The lesson she learned was simple but profound. “However I’m feeling right now doesn’t have to remain true for how I’m going to feel forever,” says Mueller, who serves as a senior lean leader in Aeroderivative Engine Operations. “And I feel like I bring that into how I work. If someone’s saying, ‘We’re never going to be able to achieve this year’s goals,’ I would ask, ‘What would you need to do to achieve this month’s goals? Or this week’s?’”

Mueller studied chemical engineering in college but quickly found herself energized by the human components of the field. It’s what drew her to operations management and environmental health and safety. Long before the term “psychological safety” was on everyone’s lips in every office — or on every Teams call — Mueller made sure people working with her knew what it meant. Whether she’s coaching runners aiming to complete a marathon or executives at GE Aviation on their lean journey, Mueller has discovered that her role is “to help someone else become the person that they want to be.”

One of the keys to getting that done is Mueller’s dedication to continuous improvement. It has helped her advance her running goals — whether she’s cardio training at home on her Peloton or going on long weekend runs — and in her experiences at GE. She strives to solve problems in the moment and help colleagues feel more like humans and less like “GE robots.”

“I really want people to feel inspired to stay at GE,” Mueller says. “I want people to love working here and bring their human side to work, too.

“I interact with people with this strong interest in helping them bring their best version of themselves to work and knowing they’re safe with me,” she adds. “And I’m not going to make this a place of judgment if you’re having a hard day.”

Until she faced perhaps her own hardest day, Mueller had never really considered herself a runner. She had taken it up as a way to exercise her dog, Franco, whom she brought home from a shelter during her senior year in college. She started running recreationally, even training for and completing three half-marathons in the first couple years. But it wasn’t something she needed to do. It was just something she did.

Top: Mueller running in the Outdoor X12 Hour Endurance Run. Above: Mueller running with her dog, Franco.

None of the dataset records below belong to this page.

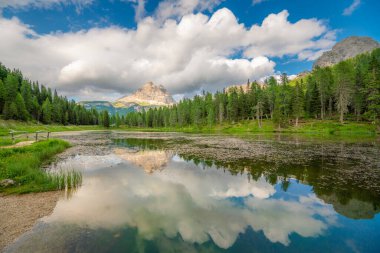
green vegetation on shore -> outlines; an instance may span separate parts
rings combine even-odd
[[[277,129],[286,129],[316,119],[321,120],[320,126],[325,120],[335,126],[345,121],[379,125],[380,49],[331,67],[317,67],[292,82],[286,74],[280,81],[272,76],[264,84],[248,81],[246,89],[203,92],[172,107],[129,113],[120,122],[143,128],[212,129],[246,120],[256,120],[259,128],[264,128],[263,121],[271,120]]]
[[[187,127],[158,127],[136,128],[121,126],[117,129],[127,131],[146,132],[183,132],[183,133],[225,133],[225,134],[252,134],[252,133],[296,133],[326,136],[376,136],[380,131],[376,125],[366,122],[345,122],[340,124],[334,120],[305,120],[298,126],[277,128],[271,120],[263,120],[261,127],[257,121],[244,120],[238,123],[224,123],[213,126],[187,126]]]
[[[14,185],[0,186],[0,193],[29,193],[60,189],[62,177],[41,169],[54,155],[70,145],[63,140],[47,140],[20,148],[0,149],[0,181],[10,179]]]

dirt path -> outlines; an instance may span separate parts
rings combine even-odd
[[[34,143],[34,141],[20,141],[14,145],[10,145],[10,146],[2,146],[0,148],[21,148],[21,147],[25,147],[25,146],[30,146]]]
[[[0,252],[36,221],[52,213],[62,192],[0,196]]]

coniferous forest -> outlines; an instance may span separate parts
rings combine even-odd
[[[0,112],[4,119],[35,120],[44,124],[125,124],[129,127],[213,126],[241,120],[271,119],[278,127],[298,125],[300,119],[380,120],[380,49],[315,68],[289,81],[268,78],[249,83],[249,90],[232,88],[203,92],[172,107],[151,108],[126,116],[86,110],[56,91],[25,79],[18,70],[0,65]]]
[[[44,124],[98,124],[96,110],[86,110],[57,91],[25,79],[19,70],[0,64],[0,112],[4,119],[35,120]]]
[[[380,119],[380,49],[315,68],[289,81],[286,74],[248,83],[249,90],[204,92],[170,108],[127,114],[130,127],[213,126],[223,122],[272,119],[276,126],[298,125],[299,119],[336,119],[378,123]]]

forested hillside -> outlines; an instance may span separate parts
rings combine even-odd
[[[345,119],[378,123],[380,119],[380,49],[316,68],[305,77],[280,83],[269,78],[250,90],[204,93],[170,108],[134,112],[126,116],[130,127],[212,126],[223,122],[263,118],[278,127],[297,125],[301,118]]]
[[[4,119],[35,120],[45,124],[94,125],[96,110],[86,110],[44,85],[25,79],[18,70],[0,64],[0,115]]]

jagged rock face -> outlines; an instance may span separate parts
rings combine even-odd
[[[380,44],[370,37],[348,37],[337,43],[331,51],[324,52],[315,61],[313,68],[331,66],[378,47]]]
[[[115,104],[138,104],[141,106],[168,106],[174,104],[173,97],[162,85],[154,85],[152,82],[146,83],[132,95],[118,99]]]

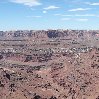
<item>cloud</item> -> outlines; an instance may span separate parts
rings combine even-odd
[[[76,19],[76,21],[86,22],[88,19]]]
[[[58,8],[60,8],[60,7],[52,5],[52,6],[48,6],[48,7],[44,8],[44,9],[45,10],[53,10],[53,9],[58,9]]]
[[[86,4],[93,5],[93,6],[99,6],[99,2],[94,2],[94,3],[86,2]]]
[[[41,18],[42,16],[27,16],[28,18]]]
[[[96,15],[95,14],[76,14],[75,16],[91,17]]]
[[[62,21],[70,20],[70,18],[62,18]]]
[[[43,13],[47,13],[47,11],[43,11]]]
[[[76,9],[70,9],[68,11],[86,11],[86,10],[90,10],[91,8],[76,8]]]
[[[13,3],[24,4],[29,7],[41,5],[38,0],[10,0]]]

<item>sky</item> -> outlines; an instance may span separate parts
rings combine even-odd
[[[0,0],[0,30],[99,30],[99,0]]]

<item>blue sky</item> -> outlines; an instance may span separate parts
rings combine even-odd
[[[0,30],[99,29],[99,0],[0,0]]]

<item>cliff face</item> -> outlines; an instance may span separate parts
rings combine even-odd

That all changed in November 2016, when her younger sister passed away. Powering through her grief, Mueller asked herself, “What are the things that I’ve always wanted to do that I’ve either been too afraid of or, you know, [content with] maintaining my little comfort zone of Cincinnati?” One was a backpacking trip in Europe. The other was running a marathon.

Looking back, it seems like a small step. But for Mueller it became a transformative act. One marathon led to another. Then morphed into ultramarathons, 12-hour races, and a personal challenge to run at least one mile 30 days in a row, which ballooned into 1,000 days in a row. (She’s currently up to 1,090 days and counting.) Running has “become part of my identity more than anything now,” she says. She’s even applied the lean organizational principle of “5 S” to the backpack she brings to each race. "It looks almost like a fisherman’s box,” she says, “where everything’s organized and has a place and I know where to find it” — another small adjustment, thanks to lean, that’s improved her race-day experiences.

After Mueller’s mother was diagnosed with pancreatic cancer, last October, running took on even greater meaning. Mueller began training for the 2022 Chicago Marathon while raising money for Project Purple, the charitable foundation focused on finding a cure for pancreatic cancer. When her mother passed away this spring, running became the safest place for Mueller to “process my feelings and be the best version of myself.”

Above: Mueller with her family.



“To run with this purpose that’s much bigger than myself is really exciting,” she says. “And I’ve never done a world major marathon, so that’ll be cool, too.

“I’m much more excited to run in honor of my mom and her legacy, more than anything else,” she adds, “because my mom was a pretty special woman.”

Above: Mueller braving the rain for another run!